The treatment landscape for estrogen receptor (ER)-positive advanced breast cancer is evolving with the emergence of novel anti-estrogen therapies, offering new hope for patients who have progressed on CDK4/6 inhibitor-based treatments. These advancements aim to address the limitations of current standard-of-care approaches and provide more personalized treatment strategies. Seth Wander, MD, PhD, highlighted the potential of these agents, stating, "There are amazing opportunities, both in clinical trials right now and soon in standard practice, across the spectrum with these agents."
INAVO120 Trial: A Promising Triplet Combination
The phase 3 INAVO120 trial (NCT04191499) investigated the PI3K pathway inhibitor inavolisib (GDC-0077) in combination with palbociclib (Ibrance) and fulvestrant (Faslodex) for patients with hormone receptor-positive, HER2-negative, PIK3CA-mutated advanced or metastatic breast cancer who had progressed on adjuvant endocrine therapy. The primary data revealed a significant improvement in median progression-free survival, with 15.0 months for the triplet combination compared to 7.3 months for palbociclib and fulvestrant alone (HR, 0.43; 95% CI, 0.32-0.59; P < .0001).
Updated findings presented at the 2024 ASCO Annual Meeting further underscored the benefit of the inavolisib combination. The median time from randomization to the end of next-line treatment was 24.0 months in the inavolisib arm versus 15.1 months in the palbociclib/fulvestrant arm (HR, 0.54; 95% CI, 0.38-0.77).
Addressing Unmet Needs in ER-Positive Breast Cancer
Wander emphasized the need for better strategies for patients with higher-risk disease who progress on adjuvant anti-estrogen-based therapy. He noted that the INAVO120 study demonstrated the benefit of the triplet combination in patients with PIK3CA mutations who progressed on adjuvant anti-estrogen therapy. Conversely, he also pointed out that some patients with slower-growing, indolent disease might benefit from avoiding CDK4/6 inhibitors in the first-line metastatic setting.

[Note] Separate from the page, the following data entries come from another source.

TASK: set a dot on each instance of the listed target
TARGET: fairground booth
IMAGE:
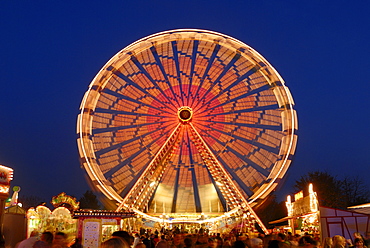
(6, 175)
(90, 226)
(306, 216)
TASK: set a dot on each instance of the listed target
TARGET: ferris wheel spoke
(198, 205)
(255, 166)
(115, 129)
(239, 124)
(209, 66)
(137, 101)
(255, 143)
(120, 112)
(177, 64)
(134, 84)
(176, 188)
(236, 82)
(163, 70)
(148, 76)
(220, 76)
(234, 101)
(192, 67)
(99, 153)
(151, 175)
(247, 110)
(233, 196)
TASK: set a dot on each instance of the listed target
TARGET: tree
(89, 201)
(271, 210)
(31, 201)
(332, 192)
(327, 187)
(354, 191)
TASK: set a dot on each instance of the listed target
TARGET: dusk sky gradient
(51, 50)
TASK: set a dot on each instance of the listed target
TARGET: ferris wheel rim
(95, 173)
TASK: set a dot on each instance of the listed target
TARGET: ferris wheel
(187, 121)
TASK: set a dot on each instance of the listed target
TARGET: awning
(290, 217)
(281, 220)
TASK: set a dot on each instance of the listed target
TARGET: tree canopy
(334, 192)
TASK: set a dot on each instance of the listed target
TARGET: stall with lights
(303, 213)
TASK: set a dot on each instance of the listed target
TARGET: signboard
(91, 233)
(6, 175)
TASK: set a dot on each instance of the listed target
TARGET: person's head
(359, 242)
(239, 244)
(308, 241)
(281, 237)
(177, 239)
(212, 243)
(188, 242)
(140, 245)
(256, 243)
(47, 237)
(339, 241)
(116, 242)
(357, 235)
(124, 235)
(328, 242)
(34, 233)
(60, 238)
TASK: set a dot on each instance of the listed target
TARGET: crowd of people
(48, 240)
(122, 239)
(232, 240)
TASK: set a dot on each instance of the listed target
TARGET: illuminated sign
(6, 175)
(298, 195)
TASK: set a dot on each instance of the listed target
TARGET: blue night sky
(51, 50)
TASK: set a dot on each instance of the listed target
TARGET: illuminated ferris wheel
(187, 121)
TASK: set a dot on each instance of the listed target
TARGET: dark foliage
(333, 192)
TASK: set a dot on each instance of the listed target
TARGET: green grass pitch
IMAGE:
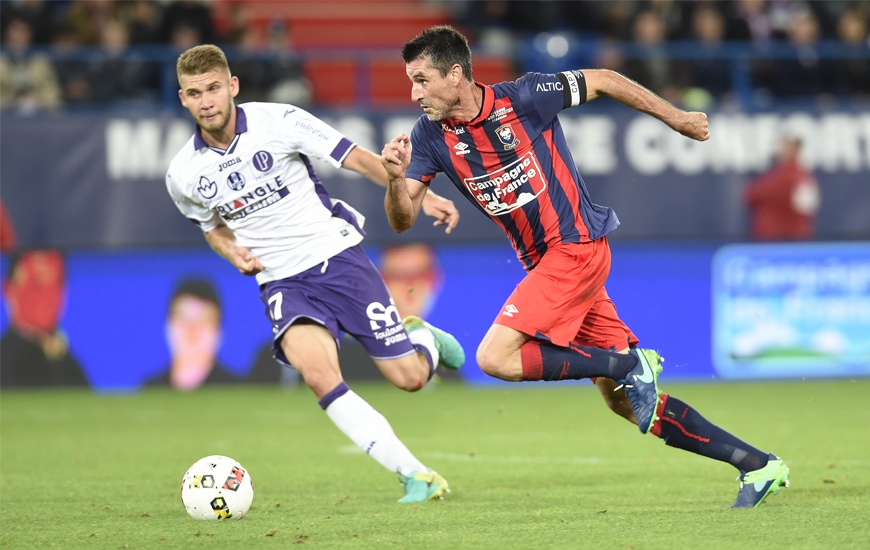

"One of the key unmet needs here is understanding how this population is spreading out across this spectrum," Wander explained. "Who may be able to get away with endocrine therapy alone? Who needs more aggressive up-front therapy, even with a triplet combination?"
Novel Anti-Estrogen Therapies: A Spectrum of Approaches
The landscape of novel anti-estrogen therapies includes oral selective estrogen receptor degraders (SERDs), selective estrogen receptor modulators (SERMs), proteolysis-targeting chimeras (PROTACs), and covalent ER antagonists. Elacestrant (Orserdu) was the first oral SERD to receive FDA approval, based on the phase 3 EMERALD trial (NCT03778931).
Wander highlighted the importance of genomic sequencing to identify patients who may benefit from specific targeted therapies, such as alpelisib (Vijoice) or capivasertib (Truqap) for patients with PI3K pathway alterations, or novel next-generation anti-estrogen agents for patients with ESR1 alterations.
The Future of Personalized Treatment
As these novel agents continue to advance through clinical development, the challenge will be to determine which patients will benefit most from each category of agent. Researchers are exploring clinical parameters and genomic and molecular features to guide treatment decisions, aiming to personalize therapy based on individual patient characteristics. The ultimate goal is to optimize treatment strategies by identifying the most effective agents and combinations for each patient subgroup.